Next up is “Anthem”, starting with synth scapes and turning into a catchy prog metal tune with Therion-like string elements (viola and violin played by Sophie Zaaijer and Hanna van Gorcum). With its accessible chorus it might have worked better as an album opener in my opinion. Its sing-along parts make it a killer live song, as it was demonstrated in the acoustic show at last year’s Progpower Europe pre-party. Next there is some time to catch your breath with “Lovesong”, a nice little song that begins with a somewhat melancholic, lovely acoustic guitar and has another one of those catchy melodies, that TDW seems to be creating so easily.
“The Idealist” finishes with “Monolith – The Ascent”, and this is the transition to the dark side – obviously not only from the colors in the booklet, but also the music is getting darker and Tom’s vocals are becoming more angry. Still, it remains in a mid-tempo, which overall makes it feel a bit stretched. As we are talking prog, here is the thing: “The Monolith” is also the beginning of the second disc, “The Cynic”. This second version is called “Monolith – The Descent”, and is literally turning things around, working it’s way back from the end of “The Ascent” to the beginning – what a great idea! Sadly, that doesn’t totally work for me. While “The Ascent” is guiding us towards the darker times ahead, “The Descend” leads us back to more mellow territory in the end, leaving me, again, a bit puzzled.
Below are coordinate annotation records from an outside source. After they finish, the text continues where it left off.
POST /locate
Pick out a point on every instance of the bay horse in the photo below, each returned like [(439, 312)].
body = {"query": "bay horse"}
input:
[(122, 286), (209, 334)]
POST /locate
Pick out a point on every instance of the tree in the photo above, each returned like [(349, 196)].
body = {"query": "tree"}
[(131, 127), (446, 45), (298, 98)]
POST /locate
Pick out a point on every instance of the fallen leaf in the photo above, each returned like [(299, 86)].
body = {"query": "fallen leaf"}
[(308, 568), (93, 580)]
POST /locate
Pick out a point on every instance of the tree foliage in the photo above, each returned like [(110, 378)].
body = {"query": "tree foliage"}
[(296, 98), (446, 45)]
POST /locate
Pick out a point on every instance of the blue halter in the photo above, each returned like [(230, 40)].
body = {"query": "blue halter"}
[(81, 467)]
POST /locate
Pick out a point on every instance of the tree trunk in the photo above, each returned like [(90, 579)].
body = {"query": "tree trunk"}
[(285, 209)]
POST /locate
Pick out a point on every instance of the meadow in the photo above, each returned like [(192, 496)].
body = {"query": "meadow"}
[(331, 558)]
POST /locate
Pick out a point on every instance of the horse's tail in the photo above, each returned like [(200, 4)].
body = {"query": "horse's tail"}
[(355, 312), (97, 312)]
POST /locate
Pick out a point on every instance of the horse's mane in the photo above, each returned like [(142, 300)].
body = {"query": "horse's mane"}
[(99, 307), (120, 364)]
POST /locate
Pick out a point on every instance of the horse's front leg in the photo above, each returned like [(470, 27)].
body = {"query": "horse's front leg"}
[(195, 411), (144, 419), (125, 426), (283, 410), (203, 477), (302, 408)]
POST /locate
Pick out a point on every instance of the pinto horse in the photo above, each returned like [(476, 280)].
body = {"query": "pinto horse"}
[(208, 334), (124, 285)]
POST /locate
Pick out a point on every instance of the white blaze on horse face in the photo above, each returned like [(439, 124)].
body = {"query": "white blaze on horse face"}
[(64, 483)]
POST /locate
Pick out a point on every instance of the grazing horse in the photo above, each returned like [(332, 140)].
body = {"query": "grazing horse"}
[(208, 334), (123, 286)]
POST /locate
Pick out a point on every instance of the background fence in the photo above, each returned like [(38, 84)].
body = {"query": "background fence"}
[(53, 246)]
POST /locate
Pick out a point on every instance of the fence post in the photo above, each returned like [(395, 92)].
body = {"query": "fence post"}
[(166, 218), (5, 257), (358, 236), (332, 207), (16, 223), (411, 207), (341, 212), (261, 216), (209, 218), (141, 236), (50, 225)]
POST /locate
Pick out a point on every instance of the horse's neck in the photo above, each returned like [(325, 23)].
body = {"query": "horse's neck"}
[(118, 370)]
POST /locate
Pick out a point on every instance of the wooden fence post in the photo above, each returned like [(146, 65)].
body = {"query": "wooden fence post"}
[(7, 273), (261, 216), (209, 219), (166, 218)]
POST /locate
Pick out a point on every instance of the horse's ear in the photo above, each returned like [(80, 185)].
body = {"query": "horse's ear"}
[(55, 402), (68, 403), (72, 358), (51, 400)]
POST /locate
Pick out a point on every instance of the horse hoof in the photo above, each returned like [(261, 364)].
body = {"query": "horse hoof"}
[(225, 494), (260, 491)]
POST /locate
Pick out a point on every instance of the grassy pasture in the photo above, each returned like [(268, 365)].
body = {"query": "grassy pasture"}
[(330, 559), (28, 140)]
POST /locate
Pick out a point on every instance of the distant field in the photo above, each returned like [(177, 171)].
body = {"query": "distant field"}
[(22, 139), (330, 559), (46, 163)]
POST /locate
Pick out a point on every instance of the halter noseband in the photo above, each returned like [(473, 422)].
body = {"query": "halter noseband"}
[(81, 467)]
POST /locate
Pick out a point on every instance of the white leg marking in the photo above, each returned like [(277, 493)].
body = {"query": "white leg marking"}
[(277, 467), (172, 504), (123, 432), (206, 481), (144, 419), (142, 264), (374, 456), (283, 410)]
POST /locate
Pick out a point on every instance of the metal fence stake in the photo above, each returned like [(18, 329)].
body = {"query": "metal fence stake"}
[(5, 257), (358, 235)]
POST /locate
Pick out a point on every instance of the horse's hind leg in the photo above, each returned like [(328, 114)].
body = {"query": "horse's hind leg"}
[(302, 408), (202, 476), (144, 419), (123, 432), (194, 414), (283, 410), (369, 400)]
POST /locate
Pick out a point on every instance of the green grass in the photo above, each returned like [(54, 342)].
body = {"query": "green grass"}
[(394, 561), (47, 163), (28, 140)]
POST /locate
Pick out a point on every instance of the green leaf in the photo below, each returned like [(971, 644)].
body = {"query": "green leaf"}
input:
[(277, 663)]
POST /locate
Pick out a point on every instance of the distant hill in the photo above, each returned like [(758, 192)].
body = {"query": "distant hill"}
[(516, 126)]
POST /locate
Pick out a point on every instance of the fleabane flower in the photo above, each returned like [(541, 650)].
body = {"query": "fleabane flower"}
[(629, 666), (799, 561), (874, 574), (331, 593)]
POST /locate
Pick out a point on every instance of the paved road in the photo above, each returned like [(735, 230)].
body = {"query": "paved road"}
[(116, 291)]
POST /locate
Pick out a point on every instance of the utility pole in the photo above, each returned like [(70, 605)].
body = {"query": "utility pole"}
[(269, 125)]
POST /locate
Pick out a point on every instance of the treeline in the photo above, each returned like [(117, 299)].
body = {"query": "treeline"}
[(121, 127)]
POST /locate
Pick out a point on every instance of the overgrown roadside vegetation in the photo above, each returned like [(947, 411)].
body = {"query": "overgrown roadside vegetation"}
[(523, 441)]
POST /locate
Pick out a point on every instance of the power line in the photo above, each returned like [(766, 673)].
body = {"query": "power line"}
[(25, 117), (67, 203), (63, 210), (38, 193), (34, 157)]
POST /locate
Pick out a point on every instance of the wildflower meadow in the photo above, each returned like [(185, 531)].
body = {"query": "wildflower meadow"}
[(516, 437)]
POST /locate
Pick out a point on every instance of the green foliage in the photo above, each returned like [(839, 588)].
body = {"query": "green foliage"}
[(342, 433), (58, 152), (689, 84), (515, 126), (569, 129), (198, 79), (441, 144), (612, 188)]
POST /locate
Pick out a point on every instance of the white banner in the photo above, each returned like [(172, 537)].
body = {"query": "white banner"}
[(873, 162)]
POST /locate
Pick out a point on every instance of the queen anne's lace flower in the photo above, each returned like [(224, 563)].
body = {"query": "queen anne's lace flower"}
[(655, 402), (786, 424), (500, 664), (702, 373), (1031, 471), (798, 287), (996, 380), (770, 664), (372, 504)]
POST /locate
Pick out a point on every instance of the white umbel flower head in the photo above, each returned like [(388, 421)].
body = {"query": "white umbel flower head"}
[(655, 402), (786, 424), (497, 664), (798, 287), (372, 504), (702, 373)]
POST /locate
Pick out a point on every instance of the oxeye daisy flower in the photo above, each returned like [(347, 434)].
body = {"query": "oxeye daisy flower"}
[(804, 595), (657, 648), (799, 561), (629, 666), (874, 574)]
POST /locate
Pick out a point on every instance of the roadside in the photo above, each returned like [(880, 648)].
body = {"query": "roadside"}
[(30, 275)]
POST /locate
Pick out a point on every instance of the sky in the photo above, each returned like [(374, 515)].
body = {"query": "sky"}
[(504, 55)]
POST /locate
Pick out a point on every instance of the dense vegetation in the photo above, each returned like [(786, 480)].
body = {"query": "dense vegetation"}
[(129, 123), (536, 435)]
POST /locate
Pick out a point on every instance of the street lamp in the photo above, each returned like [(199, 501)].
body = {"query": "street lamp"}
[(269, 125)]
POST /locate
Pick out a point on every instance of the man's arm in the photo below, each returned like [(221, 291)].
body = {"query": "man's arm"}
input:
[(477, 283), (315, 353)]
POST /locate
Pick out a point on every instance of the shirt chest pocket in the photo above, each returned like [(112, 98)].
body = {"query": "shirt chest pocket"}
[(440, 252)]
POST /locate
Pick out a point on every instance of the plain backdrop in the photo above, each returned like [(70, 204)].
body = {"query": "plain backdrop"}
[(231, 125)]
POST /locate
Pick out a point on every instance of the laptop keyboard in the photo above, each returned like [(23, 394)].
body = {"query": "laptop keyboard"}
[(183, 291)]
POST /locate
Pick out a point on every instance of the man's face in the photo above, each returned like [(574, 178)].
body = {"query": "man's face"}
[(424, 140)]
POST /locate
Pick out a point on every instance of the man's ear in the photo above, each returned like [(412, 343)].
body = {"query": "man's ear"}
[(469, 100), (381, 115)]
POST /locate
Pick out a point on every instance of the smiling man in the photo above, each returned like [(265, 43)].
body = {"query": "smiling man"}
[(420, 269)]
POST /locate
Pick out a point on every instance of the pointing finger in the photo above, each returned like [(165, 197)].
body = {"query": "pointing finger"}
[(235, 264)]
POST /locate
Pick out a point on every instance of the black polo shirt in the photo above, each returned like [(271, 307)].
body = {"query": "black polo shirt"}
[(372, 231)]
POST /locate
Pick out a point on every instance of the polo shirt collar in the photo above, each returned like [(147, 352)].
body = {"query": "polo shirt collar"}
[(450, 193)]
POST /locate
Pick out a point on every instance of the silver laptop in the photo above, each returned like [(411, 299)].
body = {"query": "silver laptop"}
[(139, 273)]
The pieces seem to be forced together, just in the “wrong” order. But maybe if I would have listened to “The Cynic” first, I would feel the other way around.
On we go, to what is the best song on the album for me. “Aphrodisia” starts calmly with a duet, supported by a driving drum rhythm, slowly building up with strings and the guitar setting in until it explodes to a fast power progmetal rocker. Excellently built! Also, Tom’s voice sounds great here. “Dirge” reduces the speed again, but equals it out with beautiful melodies, sung by Tom and guest singer Cailyn Erlandsson. It is entirely based on a theme played by an acoustic guitar. Simple but shining!
“Lest We Forget” closes the album – another 23 Minute epic, filled with symphonic power metal. With guitar solos, stings, chorus and growls TDW goes full force here. Growls, though. I’m becoming increasingly tolerant towards them, but here they don’t really work for me. Though I’m still quite picky in that regard. “Lest We Forget” also has beautiful calm moments (even with a “Thank You, Scientist”-like brass part!), and I’m finding myself to like them better, because that’s where Tom’s voice really shines. I must say, I’m still not sure if the song as a whole really works for me, but I feel I like it more each time I hear it – definitely no easy listening, but a real grower.
Tom de Wit deserves tons of respect for this more or less homemade creation (published under his own label Layered Reality Productions) – it is extremely bold and ambitious, and works really well. “The Antithetic Affiliation” is very diverse, and that can make it feel somewhat inconsistent. But there is much to build on upon and we have a lot to expect from Tom and his Dreamwalkers Inc.